After the forum, I drove north, deep into the most politically conservative corner of California. The "Yes on 23" signs, both formal and homemade, proliferated along highways and farm roads. So did the placards for Meg and Carly. As I drove, I wondered whether Chico's climate sensitivity could ever find a home in the cities and rural counties of what locals call "The North State."

Yet, only one day earlier, the Tehama County Board of Supervisors had adopted an air pollution fee on new development.

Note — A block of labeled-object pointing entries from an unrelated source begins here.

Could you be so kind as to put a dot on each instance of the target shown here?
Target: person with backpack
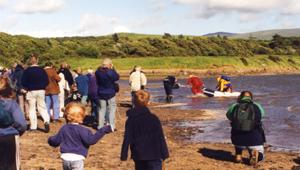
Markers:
(137, 81)
(106, 77)
(224, 84)
(12, 125)
(247, 130)
(144, 135)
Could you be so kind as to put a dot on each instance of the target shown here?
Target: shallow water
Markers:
(279, 95)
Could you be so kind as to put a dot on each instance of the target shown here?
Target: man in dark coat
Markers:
(247, 131)
(144, 135)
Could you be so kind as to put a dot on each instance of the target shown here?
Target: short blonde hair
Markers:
(107, 62)
(75, 112)
(33, 60)
(6, 90)
(79, 70)
(142, 98)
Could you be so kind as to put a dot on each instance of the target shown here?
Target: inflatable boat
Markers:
(213, 93)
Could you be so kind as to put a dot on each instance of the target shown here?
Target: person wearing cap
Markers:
(137, 81)
(106, 77)
(34, 82)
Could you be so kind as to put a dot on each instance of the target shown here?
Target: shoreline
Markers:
(183, 73)
(37, 154)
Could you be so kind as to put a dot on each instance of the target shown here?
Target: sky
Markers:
(58, 18)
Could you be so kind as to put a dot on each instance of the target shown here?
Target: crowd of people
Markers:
(26, 91)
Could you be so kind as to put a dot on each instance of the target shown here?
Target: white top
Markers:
(71, 157)
(136, 80)
(63, 84)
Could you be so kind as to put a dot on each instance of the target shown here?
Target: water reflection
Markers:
(279, 95)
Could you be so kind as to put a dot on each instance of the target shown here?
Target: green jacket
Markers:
(229, 113)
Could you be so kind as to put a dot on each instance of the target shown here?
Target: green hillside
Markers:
(19, 48)
(268, 34)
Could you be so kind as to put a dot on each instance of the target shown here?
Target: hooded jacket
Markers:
(106, 79)
(144, 135)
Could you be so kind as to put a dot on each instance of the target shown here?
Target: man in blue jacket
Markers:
(106, 78)
(34, 82)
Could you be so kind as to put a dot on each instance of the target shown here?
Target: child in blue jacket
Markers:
(74, 139)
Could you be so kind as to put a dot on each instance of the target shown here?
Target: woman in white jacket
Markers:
(137, 81)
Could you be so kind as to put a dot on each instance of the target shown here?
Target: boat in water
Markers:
(213, 93)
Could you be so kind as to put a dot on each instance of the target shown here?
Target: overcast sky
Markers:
(49, 18)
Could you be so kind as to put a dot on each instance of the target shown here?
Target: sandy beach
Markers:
(184, 155)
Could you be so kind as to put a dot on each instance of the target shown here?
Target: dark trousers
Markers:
(148, 164)
(9, 155)
(95, 108)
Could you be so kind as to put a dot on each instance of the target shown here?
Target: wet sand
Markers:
(184, 155)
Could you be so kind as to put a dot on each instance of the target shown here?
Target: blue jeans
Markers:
(73, 165)
(83, 100)
(52, 100)
(148, 164)
(111, 106)
(95, 108)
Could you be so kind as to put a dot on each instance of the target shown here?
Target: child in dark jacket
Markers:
(74, 139)
(144, 135)
(12, 125)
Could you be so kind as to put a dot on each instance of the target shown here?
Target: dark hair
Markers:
(48, 64)
(142, 98)
(243, 94)
(6, 90)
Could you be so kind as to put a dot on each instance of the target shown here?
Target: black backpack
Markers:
(245, 117)
(6, 118)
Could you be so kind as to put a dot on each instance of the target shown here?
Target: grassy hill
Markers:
(268, 34)
(19, 48)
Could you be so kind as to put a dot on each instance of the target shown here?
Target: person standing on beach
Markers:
(67, 73)
(16, 79)
(34, 82)
(74, 139)
(12, 125)
(106, 77)
(196, 83)
(82, 82)
(137, 81)
(93, 95)
(170, 83)
(144, 135)
(63, 89)
(247, 131)
(52, 91)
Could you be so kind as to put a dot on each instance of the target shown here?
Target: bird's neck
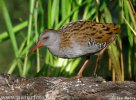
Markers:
(55, 47)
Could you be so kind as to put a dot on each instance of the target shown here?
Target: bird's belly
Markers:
(79, 50)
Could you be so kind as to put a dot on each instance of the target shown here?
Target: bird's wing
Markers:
(84, 31)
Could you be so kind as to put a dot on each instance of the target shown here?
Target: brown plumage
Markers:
(83, 31)
(79, 38)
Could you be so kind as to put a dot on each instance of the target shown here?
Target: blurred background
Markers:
(22, 21)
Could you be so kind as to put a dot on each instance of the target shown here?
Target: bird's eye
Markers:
(44, 38)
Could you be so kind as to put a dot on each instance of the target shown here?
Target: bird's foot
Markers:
(76, 77)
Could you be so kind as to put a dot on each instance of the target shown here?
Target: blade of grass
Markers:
(25, 66)
(9, 27)
(4, 35)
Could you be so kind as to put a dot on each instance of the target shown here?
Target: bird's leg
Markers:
(82, 68)
(97, 61)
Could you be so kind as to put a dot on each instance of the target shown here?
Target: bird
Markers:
(81, 38)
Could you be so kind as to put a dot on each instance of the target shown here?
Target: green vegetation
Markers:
(52, 14)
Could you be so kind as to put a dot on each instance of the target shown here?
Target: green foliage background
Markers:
(22, 22)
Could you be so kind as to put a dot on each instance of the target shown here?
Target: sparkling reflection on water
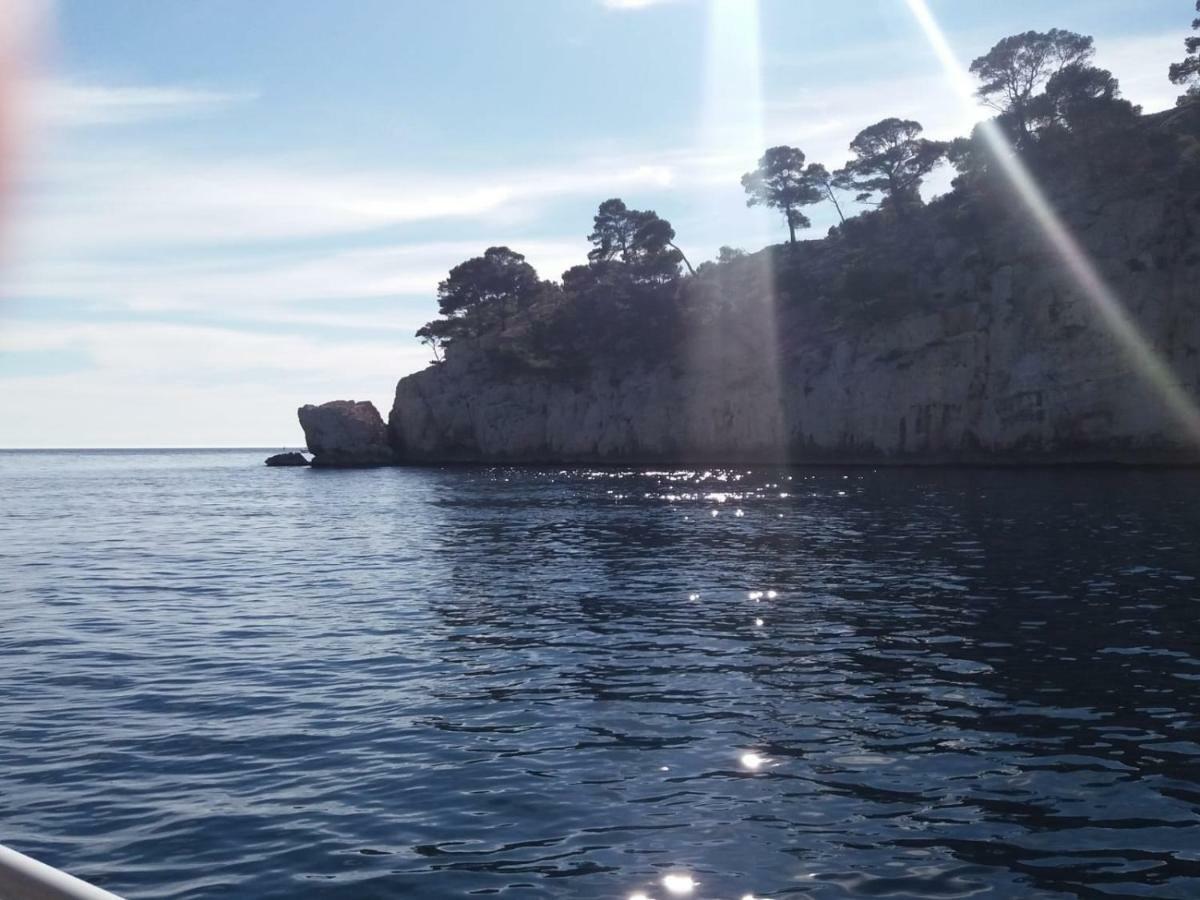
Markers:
(219, 679)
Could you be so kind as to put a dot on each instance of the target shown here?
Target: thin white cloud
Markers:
(276, 287)
(234, 387)
(94, 203)
(69, 103)
(627, 5)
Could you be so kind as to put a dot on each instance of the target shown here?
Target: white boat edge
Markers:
(25, 879)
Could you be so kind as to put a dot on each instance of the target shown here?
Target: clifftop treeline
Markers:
(639, 294)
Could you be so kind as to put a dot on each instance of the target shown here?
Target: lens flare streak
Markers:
(1141, 354)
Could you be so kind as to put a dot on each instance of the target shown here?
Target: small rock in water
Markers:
(292, 459)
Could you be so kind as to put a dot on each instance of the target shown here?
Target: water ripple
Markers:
(222, 679)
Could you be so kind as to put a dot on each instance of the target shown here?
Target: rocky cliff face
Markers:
(999, 355)
(346, 433)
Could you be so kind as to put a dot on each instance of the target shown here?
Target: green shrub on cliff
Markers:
(631, 303)
(1187, 71)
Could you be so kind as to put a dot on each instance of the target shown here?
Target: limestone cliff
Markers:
(965, 345)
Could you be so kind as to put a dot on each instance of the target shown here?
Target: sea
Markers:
(220, 679)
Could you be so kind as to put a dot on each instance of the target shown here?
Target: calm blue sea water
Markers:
(219, 679)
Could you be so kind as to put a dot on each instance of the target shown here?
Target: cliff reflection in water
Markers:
(551, 683)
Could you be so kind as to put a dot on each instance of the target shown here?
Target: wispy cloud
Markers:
(635, 4)
(67, 103)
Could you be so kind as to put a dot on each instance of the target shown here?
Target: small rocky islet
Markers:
(943, 333)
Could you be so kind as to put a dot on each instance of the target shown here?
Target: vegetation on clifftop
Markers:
(631, 300)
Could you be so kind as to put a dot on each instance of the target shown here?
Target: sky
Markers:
(220, 211)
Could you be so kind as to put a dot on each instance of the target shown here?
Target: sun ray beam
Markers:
(1145, 360)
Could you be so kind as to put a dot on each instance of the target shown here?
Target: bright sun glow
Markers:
(679, 885)
(1146, 361)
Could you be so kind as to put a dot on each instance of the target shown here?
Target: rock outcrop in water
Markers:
(346, 433)
(958, 335)
(287, 460)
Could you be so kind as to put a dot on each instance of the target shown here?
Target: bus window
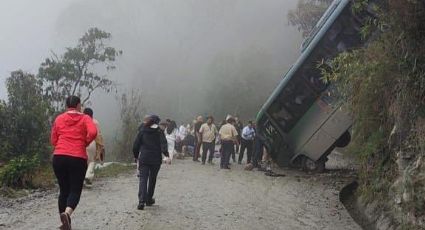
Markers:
(294, 100)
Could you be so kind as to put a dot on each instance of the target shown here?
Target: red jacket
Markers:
(72, 132)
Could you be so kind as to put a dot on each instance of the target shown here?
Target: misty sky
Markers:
(174, 50)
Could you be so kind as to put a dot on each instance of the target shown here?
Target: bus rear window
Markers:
(294, 100)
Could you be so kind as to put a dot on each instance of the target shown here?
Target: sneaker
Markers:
(151, 202)
(66, 221)
(141, 206)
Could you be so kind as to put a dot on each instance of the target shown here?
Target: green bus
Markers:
(303, 120)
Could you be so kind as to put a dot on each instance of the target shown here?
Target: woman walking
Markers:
(148, 148)
(171, 136)
(71, 133)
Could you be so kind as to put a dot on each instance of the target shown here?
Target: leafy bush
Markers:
(19, 172)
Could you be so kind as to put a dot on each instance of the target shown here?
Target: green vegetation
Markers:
(33, 101)
(78, 70)
(114, 170)
(384, 86)
(132, 111)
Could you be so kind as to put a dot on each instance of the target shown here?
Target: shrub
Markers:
(19, 172)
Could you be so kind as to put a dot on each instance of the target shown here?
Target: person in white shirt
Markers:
(247, 142)
(171, 135)
(208, 134)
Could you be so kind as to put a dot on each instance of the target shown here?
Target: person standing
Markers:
(95, 151)
(72, 132)
(247, 142)
(239, 126)
(171, 136)
(208, 133)
(198, 142)
(148, 148)
(228, 137)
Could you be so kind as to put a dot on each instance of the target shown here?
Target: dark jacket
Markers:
(149, 146)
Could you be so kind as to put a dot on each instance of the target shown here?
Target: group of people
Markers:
(78, 144)
(203, 139)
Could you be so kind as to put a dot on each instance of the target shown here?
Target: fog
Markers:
(186, 57)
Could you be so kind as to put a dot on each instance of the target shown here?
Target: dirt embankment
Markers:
(192, 196)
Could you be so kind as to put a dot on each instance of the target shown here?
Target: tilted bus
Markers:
(303, 120)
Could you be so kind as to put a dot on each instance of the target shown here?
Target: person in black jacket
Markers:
(148, 148)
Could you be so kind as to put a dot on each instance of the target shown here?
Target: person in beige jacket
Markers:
(95, 150)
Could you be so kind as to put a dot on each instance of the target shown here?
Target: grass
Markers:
(44, 178)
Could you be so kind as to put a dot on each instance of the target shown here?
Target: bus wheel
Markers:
(343, 140)
(313, 166)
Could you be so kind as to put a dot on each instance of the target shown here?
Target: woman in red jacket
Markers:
(72, 132)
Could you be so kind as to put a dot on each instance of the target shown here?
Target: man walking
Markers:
(198, 143)
(228, 137)
(95, 150)
(247, 142)
(208, 133)
(239, 126)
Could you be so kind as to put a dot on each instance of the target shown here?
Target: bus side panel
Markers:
(276, 145)
(337, 124)
(317, 145)
(309, 124)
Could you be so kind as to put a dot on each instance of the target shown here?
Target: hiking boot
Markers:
(66, 221)
(141, 206)
(150, 202)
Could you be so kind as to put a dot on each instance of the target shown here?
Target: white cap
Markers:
(229, 117)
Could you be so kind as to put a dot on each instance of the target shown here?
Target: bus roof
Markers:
(319, 30)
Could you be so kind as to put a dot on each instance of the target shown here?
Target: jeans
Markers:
(148, 174)
(228, 148)
(258, 151)
(70, 172)
(246, 144)
(206, 146)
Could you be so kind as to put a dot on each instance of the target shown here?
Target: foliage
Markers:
(384, 86)
(307, 14)
(80, 70)
(132, 111)
(24, 126)
(19, 172)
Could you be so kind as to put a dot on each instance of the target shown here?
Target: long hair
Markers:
(171, 126)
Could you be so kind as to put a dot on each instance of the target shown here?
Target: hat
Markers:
(229, 117)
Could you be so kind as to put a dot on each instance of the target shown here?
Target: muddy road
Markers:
(193, 196)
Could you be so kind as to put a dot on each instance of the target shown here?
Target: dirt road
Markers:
(192, 196)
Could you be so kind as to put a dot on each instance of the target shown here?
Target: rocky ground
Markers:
(194, 196)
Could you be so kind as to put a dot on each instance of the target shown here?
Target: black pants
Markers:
(197, 150)
(148, 174)
(236, 151)
(227, 148)
(70, 172)
(206, 146)
(248, 145)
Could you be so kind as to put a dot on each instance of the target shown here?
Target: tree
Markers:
(307, 13)
(80, 70)
(25, 117)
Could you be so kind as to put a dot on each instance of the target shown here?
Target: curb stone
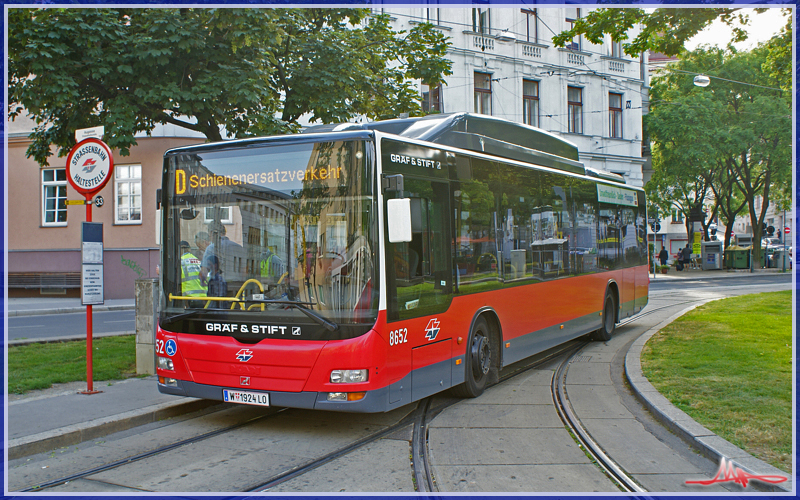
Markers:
(708, 443)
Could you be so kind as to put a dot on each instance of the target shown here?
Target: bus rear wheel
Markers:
(605, 332)
(479, 360)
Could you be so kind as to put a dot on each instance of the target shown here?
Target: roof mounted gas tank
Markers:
(480, 133)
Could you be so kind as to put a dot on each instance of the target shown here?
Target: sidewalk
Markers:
(47, 420)
(45, 305)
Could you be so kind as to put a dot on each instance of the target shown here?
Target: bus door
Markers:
(419, 288)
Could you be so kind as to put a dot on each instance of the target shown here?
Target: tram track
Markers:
(148, 454)
(419, 419)
(562, 404)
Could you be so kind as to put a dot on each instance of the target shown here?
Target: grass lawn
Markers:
(39, 366)
(728, 364)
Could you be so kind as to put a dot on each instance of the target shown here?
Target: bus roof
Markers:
(480, 133)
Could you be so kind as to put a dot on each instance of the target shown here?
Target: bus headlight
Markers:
(165, 363)
(349, 376)
(346, 396)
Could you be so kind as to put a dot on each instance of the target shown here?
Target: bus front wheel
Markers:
(479, 360)
(605, 332)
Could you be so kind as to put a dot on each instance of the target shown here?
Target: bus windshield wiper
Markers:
(301, 306)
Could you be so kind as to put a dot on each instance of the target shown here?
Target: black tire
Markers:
(605, 332)
(479, 361)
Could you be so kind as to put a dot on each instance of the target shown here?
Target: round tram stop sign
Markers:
(89, 166)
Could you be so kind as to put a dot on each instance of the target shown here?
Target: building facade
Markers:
(44, 234)
(505, 65)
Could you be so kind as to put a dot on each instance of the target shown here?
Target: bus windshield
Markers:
(282, 230)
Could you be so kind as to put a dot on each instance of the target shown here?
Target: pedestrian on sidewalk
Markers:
(663, 256)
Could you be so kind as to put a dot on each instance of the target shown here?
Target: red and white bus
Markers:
(361, 267)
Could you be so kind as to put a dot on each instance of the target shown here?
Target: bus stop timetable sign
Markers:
(92, 263)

The indirect source fee will start at $172 for a new house, and double to $344 in 2012. To offset air pollution caused by new houses and commercial and industrial structures, the fee will fund projects such as road paving, bus shelters to make transit more appealing, bike lanes, and woodstove replacement.

I recognize that adopting a small fee in order to reduce fine particulate matter emissions and ozone precursor gases is a long way from making sustainability your general plan cornerstone. Still, Tehama County is the sort of place where people drive a diesel pickup truck to their house on a gravel road, and spark the woodstove as soon as they get home. The Tehama County seat of Red Bluff is not Chico, a college town with extensive bike lanes and a 360-employee brewery that gets nearly all of its power from bio-gas fuel cells and the sun.

Thus, the Board of Supervisors' 4-1 vote for an air pollution mitigation fee stands as a progressive move. Does it suggest the mayor of Red Bluff – or of Redding or Yreka – will soon be signing the Climate Protection Agreement? Probably not. But I can't deny that concern over climate change and related environmental issues will continue to sneak onto the agenda in unsuspecting places – no matter what happens in the November 2 election's aftermath.